The early months of 1942 were a tough time for the Allied navies in the Western Pacific. In its successful bid to control vital oil and food producing regions, a superior Japanese navy destroyed the naval port of Darwin and invaded Java.  Dutch, American, British and Australian warships took heavy losses in the battles of the Java Sea and Banda Sea.

Lieutenant Richard Antrim was XO of the American destroyer Pope, which in March 1942 was escorting the damaged British heavy cruiser Exeter to safety when they both came under Japanese attack. The Pope escaped, but was eventually tracked down and sunk by a Japanese air strike. Antrim and all but one of his crew were able to abandon the ship. Though wounded, Antrim  gathered his fellow sailors in their life rafts and allocated scant food rations.
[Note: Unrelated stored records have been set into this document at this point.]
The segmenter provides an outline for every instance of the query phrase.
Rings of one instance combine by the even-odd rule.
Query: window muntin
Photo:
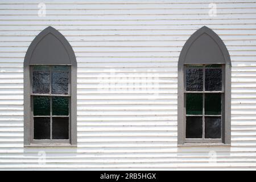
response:
[[[221,142],[223,64],[185,65],[185,142]]]
[[[70,66],[31,66],[33,140],[69,143],[70,72]]]

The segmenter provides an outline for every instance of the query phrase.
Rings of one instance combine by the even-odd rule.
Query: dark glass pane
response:
[[[205,65],[205,68],[221,68],[221,64],[209,64]]]
[[[205,98],[205,114],[221,114],[221,94],[207,93]]]
[[[186,138],[202,138],[202,117],[187,117]]]
[[[68,100],[67,97],[52,97],[52,115],[68,115]]]
[[[52,118],[52,139],[68,139],[68,117]]]
[[[50,139],[50,118],[34,118],[34,139]]]
[[[203,114],[203,94],[187,93],[186,94],[186,114]]]
[[[68,66],[53,66],[52,67],[52,71],[61,71],[68,72]]]
[[[203,69],[186,69],[187,91],[203,90]]]
[[[50,98],[33,96],[34,115],[50,115]]]
[[[205,138],[221,138],[221,117],[205,117]]]
[[[33,67],[32,92],[34,93],[49,93],[49,67]]]
[[[67,70],[67,69],[68,69]],[[67,94],[68,93],[68,67],[55,66],[52,68],[52,93]]]
[[[221,88],[221,69],[205,69],[205,91],[220,91]]]
[[[203,65],[201,64],[190,64],[190,65],[187,65],[186,68],[203,68]]]

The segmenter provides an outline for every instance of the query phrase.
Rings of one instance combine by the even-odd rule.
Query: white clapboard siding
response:
[[[77,148],[23,147],[23,63],[49,26],[78,63]],[[231,146],[178,147],[177,61],[203,26],[230,55]],[[255,0],[0,1],[0,170],[255,169]]]

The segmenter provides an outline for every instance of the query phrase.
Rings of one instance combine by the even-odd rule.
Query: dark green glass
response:
[[[205,114],[221,114],[221,94],[208,93],[205,98]]]
[[[50,98],[33,96],[34,115],[50,115]]]
[[[203,68],[203,65],[201,64],[189,64],[187,65],[186,67],[187,68]]]
[[[49,117],[34,118],[34,139],[50,139],[50,121]]]
[[[208,64],[205,65],[205,68],[221,68],[221,64]]]
[[[52,115],[68,115],[68,100],[67,97],[52,97]]]
[[[221,138],[221,118],[205,117],[205,138]]]
[[[69,118],[52,118],[52,139],[68,139],[69,138]]]
[[[53,66],[52,67],[52,71],[60,71],[68,72],[68,69],[69,69],[68,66]]]
[[[202,138],[203,117],[186,117],[186,138]]]
[[[49,93],[50,86],[49,67],[34,66],[32,92],[34,93]]]
[[[186,114],[188,115],[203,114],[203,94],[187,94]]]

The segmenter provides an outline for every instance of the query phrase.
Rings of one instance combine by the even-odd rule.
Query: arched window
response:
[[[178,64],[178,144],[230,143],[231,61],[204,26],[184,46]]]
[[[52,27],[32,42],[24,61],[24,145],[76,145],[75,53]]]

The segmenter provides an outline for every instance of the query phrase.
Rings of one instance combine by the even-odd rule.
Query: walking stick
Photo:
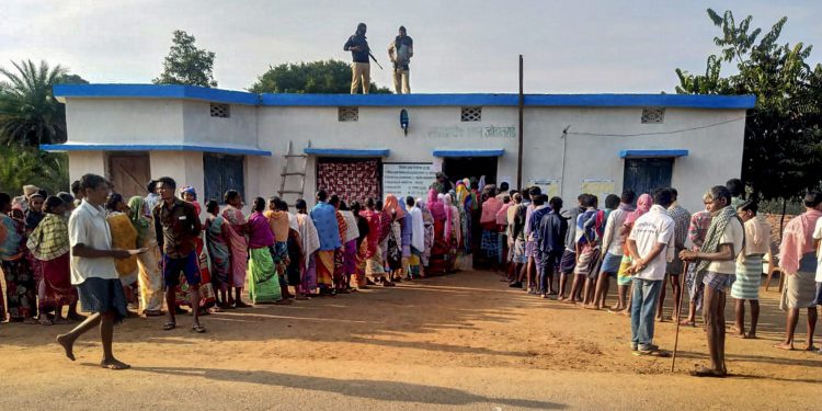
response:
[[[671,357],[671,373],[674,372],[676,364],[676,347],[680,345],[680,317],[682,317],[682,300],[685,299],[685,276],[688,274],[688,262],[682,269],[682,278],[680,279],[680,301],[676,304],[676,336],[674,338],[674,354]]]

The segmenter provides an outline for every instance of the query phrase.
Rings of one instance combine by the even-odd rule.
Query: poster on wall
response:
[[[432,171],[431,165],[430,162],[383,163],[383,193],[397,197],[427,197],[429,186],[436,178],[436,172]]]
[[[600,199],[600,207],[605,207],[605,197],[614,194],[614,180],[607,179],[586,179],[582,180],[580,186],[582,193],[593,194]]]
[[[529,179],[525,182],[526,187],[538,186],[548,198],[560,196],[560,181],[558,179]]]

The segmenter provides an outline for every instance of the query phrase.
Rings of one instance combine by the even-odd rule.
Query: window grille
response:
[[[212,117],[228,118],[231,116],[228,104],[212,103]]]
[[[665,107],[642,109],[642,124],[660,124],[665,121]]]
[[[359,119],[359,107],[338,107],[336,115],[340,122],[356,122]]]
[[[461,122],[481,122],[482,107],[463,107]]]

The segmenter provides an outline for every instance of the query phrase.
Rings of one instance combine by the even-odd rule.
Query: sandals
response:
[[[690,372],[693,377],[707,377],[707,378],[724,378],[728,376],[726,372],[718,372],[708,367],[699,367]]]

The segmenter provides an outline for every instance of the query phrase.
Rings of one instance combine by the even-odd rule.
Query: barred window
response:
[[[340,122],[356,122],[359,119],[359,107],[338,107],[336,111]]]
[[[642,124],[659,124],[665,121],[665,107],[642,109]]]
[[[482,107],[463,107],[463,114],[459,117],[460,122],[481,122],[482,121]]]
[[[228,104],[212,103],[212,117],[228,118],[231,111]]]

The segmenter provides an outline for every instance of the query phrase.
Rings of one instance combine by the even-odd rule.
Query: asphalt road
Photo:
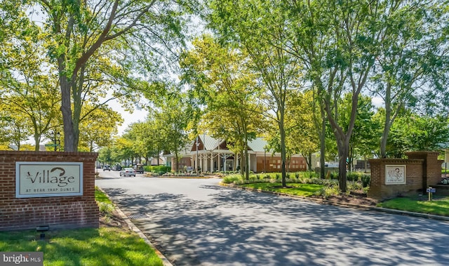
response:
[[[449,265],[447,222],[100,171],[95,184],[175,265]]]

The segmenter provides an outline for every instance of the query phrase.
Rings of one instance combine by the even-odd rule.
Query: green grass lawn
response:
[[[449,198],[441,198],[431,201],[418,201],[413,198],[396,198],[377,204],[378,206],[415,213],[449,216]]]
[[[241,185],[243,187],[252,187],[256,189],[264,191],[272,191],[281,193],[286,193],[290,195],[310,197],[319,192],[324,186],[316,184],[302,184],[302,183],[287,183],[288,187],[291,188],[279,187],[282,186],[281,182],[266,182],[266,183],[251,183]]]
[[[44,265],[162,265],[133,232],[121,228],[49,231],[39,240],[35,230],[0,232],[1,251],[41,251]]]
[[[100,190],[98,202],[110,204]],[[39,239],[36,230],[0,232],[0,251],[41,251],[44,265],[162,265],[162,260],[139,236],[118,227],[50,230]]]

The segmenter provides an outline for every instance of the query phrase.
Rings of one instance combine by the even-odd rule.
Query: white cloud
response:
[[[380,97],[373,97],[371,99],[371,103],[373,103],[373,105],[376,108],[382,107],[385,104],[384,100]]]

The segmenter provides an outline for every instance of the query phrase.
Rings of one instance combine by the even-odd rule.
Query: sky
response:
[[[126,111],[116,100],[113,100],[108,102],[108,105],[113,110],[120,113],[123,119],[123,123],[118,127],[118,135],[121,135],[129,125],[136,122],[143,122],[147,119],[148,111],[145,109],[135,109],[133,113]]]

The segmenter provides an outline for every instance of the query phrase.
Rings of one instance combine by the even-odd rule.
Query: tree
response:
[[[229,149],[241,155],[240,166],[244,166],[241,171],[248,179],[248,142],[260,131],[262,109],[255,75],[246,63],[247,55],[223,47],[208,35],[193,45],[181,67],[183,79],[194,85],[207,105],[202,126],[213,137],[226,140]]]
[[[287,22],[280,1],[212,1],[210,26],[225,40],[249,55],[258,82],[267,91],[263,98],[278,125],[281,143],[282,185],[286,186],[286,101],[288,91],[300,87],[297,58],[286,50]],[[270,115],[272,114],[272,115]]]
[[[398,117],[391,127],[387,154],[396,158],[410,151],[441,151],[449,143],[448,119],[431,117],[407,112]]]
[[[383,39],[389,37],[394,17],[401,1],[286,1],[284,12],[290,20],[290,53],[301,60],[304,77],[317,88],[337,140],[339,183],[347,189],[346,160],[354,128],[358,95],[367,80]],[[352,95],[349,124],[338,121],[342,94]]]
[[[288,97],[287,102],[289,107],[287,124],[290,128],[286,131],[287,139],[290,140],[287,143],[293,145],[293,153],[302,154],[306,159],[307,168],[313,170],[311,156],[319,149],[320,121],[322,119],[316,109],[313,91],[295,93],[296,94]]]
[[[447,3],[401,2],[389,18],[391,26],[371,79],[371,91],[384,102],[381,157],[387,156],[390,128],[403,108],[416,107],[420,102],[436,108],[436,101],[444,105],[447,94]]]
[[[79,150],[94,152],[100,147],[107,146],[117,133],[117,124],[123,122],[121,115],[106,106],[96,109],[88,107],[84,110],[93,109],[83,114],[80,121]]]
[[[173,91],[173,88],[171,90]],[[188,141],[187,124],[190,119],[186,95],[173,91],[159,102],[159,110],[154,114],[158,133],[162,140],[162,151],[175,154],[175,169],[178,169],[179,153]],[[158,158],[159,154],[158,153]]]
[[[107,58],[114,64],[107,74],[115,81],[116,96],[129,94],[126,88],[142,89],[145,84],[133,77],[129,69],[137,67],[136,62],[144,62],[144,67],[136,67],[139,73],[154,70],[154,64],[149,62],[161,62],[157,58],[163,48],[182,37],[180,20],[186,18],[182,9],[194,6],[189,4],[164,0],[32,1],[28,8],[42,12],[45,19],[48,54],[58,69],[65,151],[78,147],[83,100],[90,95],[86,79],[88,71],[91,74],[94,72],[93,59],[99,62]]]
[[[345,94],[342,102],[339,123],[347,126],[350,119],[352,95]],[[348,167],[352,171],[354,159],[358,156],[371,156],[379,147],[381,125],[374,119],[374,106],[368,96],[358,95],[356,122],[349,141]]]

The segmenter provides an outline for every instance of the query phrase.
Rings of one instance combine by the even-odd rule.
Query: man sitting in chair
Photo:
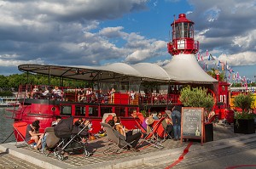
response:
[[[108,122],[113,129],[115,129],[116,131],[118,131],[120,134],[122,134],[123,136],[125,137],[125,141],[129,144],[131,144],[131,145],[132,146],[132,149],[135,150],[136,152],[140,151],[138,149],[137,149],[137,142],[139,141],[140,138],[142,137],[142,133],[141,132],[137,132],[135,134],[132,134],[132,131],[128,131],[128,132],[125,132],[125,130],[123,129],[119,129],[116,128],[116,125],[114,124],[114,121],[113,120],[110,120]],[[131,148],[128,147],[128,149],[130,149]]]

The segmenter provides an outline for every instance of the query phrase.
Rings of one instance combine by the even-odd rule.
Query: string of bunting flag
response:
[[[209,65],[214,70],[222,70],[224,74],[224,78],[231,84],[241,83],[241,87],[246,87],[247,89],[248,84],[253,82],[246,76],[240,76],[239,72],[236,73],[232,70],[231,66],[228,65],[227,61],[221,61],[214,58],[212,54],[207,50],[205,57],[200,52],[197,53],[197,61],[202,63],[202,69],[205,71],[209,71]]]

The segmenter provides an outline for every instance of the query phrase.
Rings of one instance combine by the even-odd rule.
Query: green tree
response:
[[[234,106],[241,108],[242,111],[248,111],[251,109],[251,106],[254,99],[251,93],[247,94],[240,93],[234,98]]]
A Japanese warship picked up the 150 sailors after three days and transported them to a POW camp in the Celebes. The Japanese regarded surrender as a dishonor, and considered POW’s as subhuman. They routinely beat prisoners and withheld food and medical aid. One morning in April, 1942, a Japanese guard began brutally beating an American prisoner who had not bowed properly. Other guards joined in, and soon the man was unconscious, close to death. At this point, Antrim stepped in and, using pidgin and sign language, asked the guards to discuss the infraction. When they refused, he volunteered to take the remainder of the punishment himself. Antrim’s action so impressed the Japanese guards that they stopped beating the prisoner and instead took him to the infirmary. They even bowed (albeit slightly) to Antrim. What he had done fit the ancient Japanese code of “bushido,” or warrior loyalty. 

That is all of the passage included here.